A review of Dancing Dots by Brenda Eldridge

Reviewed by Beatriz Copello

Dancing Dots
by Brenda Eldridge
Ginninderra Press
August 2023, Paperback, 60 pages, ISBN-13: 978-1761095917

Opening the book Dancing Dots and reading Eldridge’s poems is like opening a curtain and watching a movie of her life. What most impressed me in this book is the vibrant imagery and the evident reality of the poet’s life. The author on the back cover says: “A lifetime of reading has taught me that in each book there is a message waiting to be found,” I did not find a message, but I found sensitivity, love of nature and being a human being. 
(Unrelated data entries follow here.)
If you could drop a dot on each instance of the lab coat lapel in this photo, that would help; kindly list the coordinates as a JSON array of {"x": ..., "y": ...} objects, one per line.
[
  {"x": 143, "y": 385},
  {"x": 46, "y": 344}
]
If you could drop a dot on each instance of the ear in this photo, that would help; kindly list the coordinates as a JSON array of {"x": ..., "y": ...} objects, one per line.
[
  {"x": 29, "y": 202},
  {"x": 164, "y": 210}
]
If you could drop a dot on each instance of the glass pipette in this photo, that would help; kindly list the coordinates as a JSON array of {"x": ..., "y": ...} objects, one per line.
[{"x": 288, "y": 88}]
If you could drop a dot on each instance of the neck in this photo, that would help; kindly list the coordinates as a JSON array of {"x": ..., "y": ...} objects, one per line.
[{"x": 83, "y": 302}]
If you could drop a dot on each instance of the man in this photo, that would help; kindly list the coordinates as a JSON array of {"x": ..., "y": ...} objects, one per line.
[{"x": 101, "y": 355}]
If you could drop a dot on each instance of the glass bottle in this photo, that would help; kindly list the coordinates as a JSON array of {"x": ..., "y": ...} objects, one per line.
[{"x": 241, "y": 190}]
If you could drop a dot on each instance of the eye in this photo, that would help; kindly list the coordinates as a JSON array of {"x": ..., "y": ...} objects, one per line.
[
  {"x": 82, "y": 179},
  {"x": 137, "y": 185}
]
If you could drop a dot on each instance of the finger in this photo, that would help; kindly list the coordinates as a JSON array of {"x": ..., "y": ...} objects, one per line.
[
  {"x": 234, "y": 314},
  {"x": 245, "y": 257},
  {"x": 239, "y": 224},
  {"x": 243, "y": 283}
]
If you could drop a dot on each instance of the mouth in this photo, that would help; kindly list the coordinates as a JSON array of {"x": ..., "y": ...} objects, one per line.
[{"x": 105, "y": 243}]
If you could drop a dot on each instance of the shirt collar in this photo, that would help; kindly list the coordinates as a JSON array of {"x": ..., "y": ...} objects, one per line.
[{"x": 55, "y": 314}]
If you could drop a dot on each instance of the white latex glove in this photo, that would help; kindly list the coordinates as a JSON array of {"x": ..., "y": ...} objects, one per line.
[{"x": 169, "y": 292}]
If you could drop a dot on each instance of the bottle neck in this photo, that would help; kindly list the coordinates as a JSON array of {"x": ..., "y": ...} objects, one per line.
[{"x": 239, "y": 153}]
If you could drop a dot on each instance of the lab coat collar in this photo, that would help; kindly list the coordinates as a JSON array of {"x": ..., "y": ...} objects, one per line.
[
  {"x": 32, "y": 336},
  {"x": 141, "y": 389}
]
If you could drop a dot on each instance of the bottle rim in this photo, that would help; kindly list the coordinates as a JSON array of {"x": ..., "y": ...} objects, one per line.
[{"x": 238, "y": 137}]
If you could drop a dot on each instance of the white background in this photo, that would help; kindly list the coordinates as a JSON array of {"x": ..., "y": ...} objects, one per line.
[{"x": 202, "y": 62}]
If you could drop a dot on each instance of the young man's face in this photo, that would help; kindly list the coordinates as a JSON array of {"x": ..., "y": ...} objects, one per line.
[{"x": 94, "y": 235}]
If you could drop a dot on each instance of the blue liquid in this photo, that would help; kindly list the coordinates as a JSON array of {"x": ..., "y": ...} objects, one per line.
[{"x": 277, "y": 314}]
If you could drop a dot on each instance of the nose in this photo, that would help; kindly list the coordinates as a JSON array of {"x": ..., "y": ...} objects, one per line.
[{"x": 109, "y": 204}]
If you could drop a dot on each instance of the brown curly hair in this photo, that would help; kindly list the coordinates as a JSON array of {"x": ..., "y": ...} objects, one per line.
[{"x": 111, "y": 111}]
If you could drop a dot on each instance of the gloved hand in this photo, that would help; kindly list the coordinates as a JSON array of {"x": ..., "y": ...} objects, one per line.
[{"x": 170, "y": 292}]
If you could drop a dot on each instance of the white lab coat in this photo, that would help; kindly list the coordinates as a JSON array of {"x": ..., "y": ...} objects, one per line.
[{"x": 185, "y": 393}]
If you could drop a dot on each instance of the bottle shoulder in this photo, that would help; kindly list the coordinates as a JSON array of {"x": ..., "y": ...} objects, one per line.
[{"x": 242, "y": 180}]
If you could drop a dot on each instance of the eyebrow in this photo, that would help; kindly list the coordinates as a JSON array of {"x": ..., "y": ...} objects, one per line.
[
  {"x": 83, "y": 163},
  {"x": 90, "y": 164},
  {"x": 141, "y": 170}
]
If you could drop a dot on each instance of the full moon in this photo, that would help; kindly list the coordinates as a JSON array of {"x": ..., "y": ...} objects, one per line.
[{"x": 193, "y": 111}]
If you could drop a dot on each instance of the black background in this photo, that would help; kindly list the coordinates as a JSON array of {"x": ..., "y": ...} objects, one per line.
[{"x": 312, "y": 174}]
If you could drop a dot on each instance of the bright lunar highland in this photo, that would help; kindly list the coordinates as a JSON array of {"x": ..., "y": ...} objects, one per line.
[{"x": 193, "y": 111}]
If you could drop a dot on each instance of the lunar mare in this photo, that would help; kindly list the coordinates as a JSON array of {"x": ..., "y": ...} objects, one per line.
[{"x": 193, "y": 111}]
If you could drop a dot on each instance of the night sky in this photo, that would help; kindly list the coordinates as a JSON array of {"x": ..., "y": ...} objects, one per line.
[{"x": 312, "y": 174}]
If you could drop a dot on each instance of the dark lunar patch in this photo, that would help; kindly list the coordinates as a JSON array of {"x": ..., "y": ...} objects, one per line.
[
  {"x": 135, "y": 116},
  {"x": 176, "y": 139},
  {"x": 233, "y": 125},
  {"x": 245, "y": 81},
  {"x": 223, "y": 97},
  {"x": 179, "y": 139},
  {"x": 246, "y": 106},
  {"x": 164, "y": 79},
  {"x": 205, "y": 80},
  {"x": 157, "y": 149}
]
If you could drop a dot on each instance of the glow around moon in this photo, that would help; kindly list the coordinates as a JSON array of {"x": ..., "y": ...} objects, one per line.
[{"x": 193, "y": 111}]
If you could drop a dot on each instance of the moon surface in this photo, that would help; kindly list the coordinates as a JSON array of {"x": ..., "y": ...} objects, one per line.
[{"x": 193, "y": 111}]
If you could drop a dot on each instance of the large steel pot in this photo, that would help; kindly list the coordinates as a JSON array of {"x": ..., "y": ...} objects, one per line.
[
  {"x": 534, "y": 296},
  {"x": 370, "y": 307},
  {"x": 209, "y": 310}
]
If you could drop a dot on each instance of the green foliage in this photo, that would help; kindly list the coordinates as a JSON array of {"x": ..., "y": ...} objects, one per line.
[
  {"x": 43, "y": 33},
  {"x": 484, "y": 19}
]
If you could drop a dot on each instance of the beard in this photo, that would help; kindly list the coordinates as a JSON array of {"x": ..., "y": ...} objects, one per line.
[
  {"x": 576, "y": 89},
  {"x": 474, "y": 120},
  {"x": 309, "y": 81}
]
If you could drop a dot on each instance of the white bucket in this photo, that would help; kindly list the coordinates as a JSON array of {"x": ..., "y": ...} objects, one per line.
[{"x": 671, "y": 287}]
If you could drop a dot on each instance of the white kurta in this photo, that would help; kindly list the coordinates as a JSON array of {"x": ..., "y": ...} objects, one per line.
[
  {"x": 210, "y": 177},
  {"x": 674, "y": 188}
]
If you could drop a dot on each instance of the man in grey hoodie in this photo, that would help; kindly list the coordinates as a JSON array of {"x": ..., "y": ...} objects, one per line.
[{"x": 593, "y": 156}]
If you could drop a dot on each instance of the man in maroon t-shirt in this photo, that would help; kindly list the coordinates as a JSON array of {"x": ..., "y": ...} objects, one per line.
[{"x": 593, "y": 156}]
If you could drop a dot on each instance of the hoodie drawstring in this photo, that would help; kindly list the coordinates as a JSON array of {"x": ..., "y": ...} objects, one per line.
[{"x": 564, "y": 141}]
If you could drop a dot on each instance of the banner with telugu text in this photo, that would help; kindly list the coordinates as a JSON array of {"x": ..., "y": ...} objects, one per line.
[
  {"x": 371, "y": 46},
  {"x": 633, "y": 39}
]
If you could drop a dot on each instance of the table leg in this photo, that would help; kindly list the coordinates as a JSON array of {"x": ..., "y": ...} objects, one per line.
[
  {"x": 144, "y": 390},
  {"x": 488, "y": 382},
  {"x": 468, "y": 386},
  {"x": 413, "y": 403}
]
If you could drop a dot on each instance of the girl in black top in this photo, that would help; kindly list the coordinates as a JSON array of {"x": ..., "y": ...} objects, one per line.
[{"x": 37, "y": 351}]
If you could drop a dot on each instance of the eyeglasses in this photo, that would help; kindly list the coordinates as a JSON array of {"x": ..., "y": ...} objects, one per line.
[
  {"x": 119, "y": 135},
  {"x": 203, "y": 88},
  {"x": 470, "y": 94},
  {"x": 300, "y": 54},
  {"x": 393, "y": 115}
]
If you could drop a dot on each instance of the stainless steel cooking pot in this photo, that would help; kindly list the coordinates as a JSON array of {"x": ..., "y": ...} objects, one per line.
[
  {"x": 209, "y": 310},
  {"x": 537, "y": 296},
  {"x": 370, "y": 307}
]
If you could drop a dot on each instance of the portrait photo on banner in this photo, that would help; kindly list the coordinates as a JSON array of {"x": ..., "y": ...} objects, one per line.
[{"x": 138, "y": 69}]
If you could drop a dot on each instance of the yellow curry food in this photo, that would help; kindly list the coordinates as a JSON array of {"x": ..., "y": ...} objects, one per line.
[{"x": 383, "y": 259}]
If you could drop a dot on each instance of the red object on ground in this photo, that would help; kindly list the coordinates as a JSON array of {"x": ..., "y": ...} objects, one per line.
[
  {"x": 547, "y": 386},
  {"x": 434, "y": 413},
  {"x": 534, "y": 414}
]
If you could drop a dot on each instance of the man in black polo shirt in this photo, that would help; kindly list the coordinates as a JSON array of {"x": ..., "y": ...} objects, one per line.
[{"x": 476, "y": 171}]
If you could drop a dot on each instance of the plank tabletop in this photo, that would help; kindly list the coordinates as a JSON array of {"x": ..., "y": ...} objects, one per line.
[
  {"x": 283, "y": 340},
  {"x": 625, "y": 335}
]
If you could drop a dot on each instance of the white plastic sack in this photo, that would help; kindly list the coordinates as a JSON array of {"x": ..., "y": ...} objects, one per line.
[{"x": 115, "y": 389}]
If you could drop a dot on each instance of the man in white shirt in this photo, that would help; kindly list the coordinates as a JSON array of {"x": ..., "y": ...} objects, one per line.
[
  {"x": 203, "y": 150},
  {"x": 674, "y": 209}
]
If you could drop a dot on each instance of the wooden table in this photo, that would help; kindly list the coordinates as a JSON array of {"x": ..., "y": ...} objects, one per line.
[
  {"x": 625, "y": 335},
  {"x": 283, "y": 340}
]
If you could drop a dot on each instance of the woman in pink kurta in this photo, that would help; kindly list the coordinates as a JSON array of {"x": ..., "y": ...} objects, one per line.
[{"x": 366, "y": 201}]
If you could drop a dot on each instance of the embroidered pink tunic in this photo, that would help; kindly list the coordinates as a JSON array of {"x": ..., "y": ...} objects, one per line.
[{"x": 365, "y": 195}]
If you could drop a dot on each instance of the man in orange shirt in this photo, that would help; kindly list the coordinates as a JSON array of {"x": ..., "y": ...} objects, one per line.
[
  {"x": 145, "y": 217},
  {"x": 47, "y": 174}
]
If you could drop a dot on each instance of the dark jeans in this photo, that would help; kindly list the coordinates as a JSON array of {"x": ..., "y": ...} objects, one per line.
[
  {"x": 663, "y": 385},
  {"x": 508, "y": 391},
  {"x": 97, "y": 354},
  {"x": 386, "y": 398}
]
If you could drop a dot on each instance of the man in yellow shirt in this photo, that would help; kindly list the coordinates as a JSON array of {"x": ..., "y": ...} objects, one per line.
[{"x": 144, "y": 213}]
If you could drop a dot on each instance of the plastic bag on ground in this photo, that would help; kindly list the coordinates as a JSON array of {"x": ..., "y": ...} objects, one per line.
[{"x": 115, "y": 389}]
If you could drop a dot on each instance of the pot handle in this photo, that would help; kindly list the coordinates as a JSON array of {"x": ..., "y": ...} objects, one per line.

Eldridge observes the world and reflects, she invites the reader to see what she sees and often tells the reader about her emotions, something that in today’s poetry is rare. The ‘I’ is also prevalent in many of the poems. The poet raises questions like in one “Careless Words” where she brings up how sometimes we are careless with words and hurt people, and whether an apology erases the pain of the hurt. She also considers how we sometimes do not know when we should stop speaking:

I love how words can take me anywhere
fill my mind with images where anything is possible
I used to say that out loud
‘Anything is possible’
‘Most things are probable’
It often opened minds that were shuttered
I’ve said a lot of things
In the arrogant certainty of my own fears (“Saying Too Much”)

She not only explores emotions she also sifts through behaviours and thoughts which catapult the reader into her mind and life. There are poems in this collection that describes events which many of us experience like waking at 3.00 am and being unable to go back to sleep, or being super tired after looking after children or admiring a fancy car that we never could afford. Eldridge’s love of nature is evident in many of the pages of this quaint small book:

Three magpies are perched
On the rim of the bird bath
Taking it in turns to sip
A fourth tries to work out
how to join them – 
flutters up causing one
to drop to the garden
Numbers five and six
are strutting among the plants
when for no apparent reason
they have all take off (“Sunny Afternoon”)

The poet crumbles her reality bit by bit and feeds it to the reader, the days pass and we read about her sitting in her garden, looking at moving waters, admiring flowers, or observing her surroundings. In some of the poems she looks in and gives us bits of herself, bits of memories and in others she philosophises about the everyday. There are also in this collection nostalgic memories of dreams and wishes and poignant words about love, empathy and compassion. 

There is a gentleness in Eldridge’s poems, a subtlety, a lightness of being, a calmness that embraces the reader. Dancing Dots is a book to savour like a good whisky, sorry this is me, perhaps like a cup of tea.

About the reviewer: Dr Beatriz Copello is an award-winning poet, she writes poetry, fiction, reviews and plays. The author’s books are: Women Souls and Shadows, Meditations At the Edge of a Dream, Under the Gums Long Shade, Forbidden Steps Under the Wisteria, A Call to the Stars translated and published in China and Taiwan, Witches Women and Words, No Salami Fairy Bread, Rambles, Renacer en Azul and Lo Irrevocable del Halcon (In Spanish).  Copello’s poetry has been published in literary journals such as Southerly and Australian Women’s Book Review and in many feminist publications. The author has participated in international conferences, has taught Creative Writing at W.S.U. and other scholarly institutions, she has read her poetry at Writers Festivals and other poetry events in Australia and overseas. Copello is mentioned amongst the forty “most notable people” graduated from the University of Technology.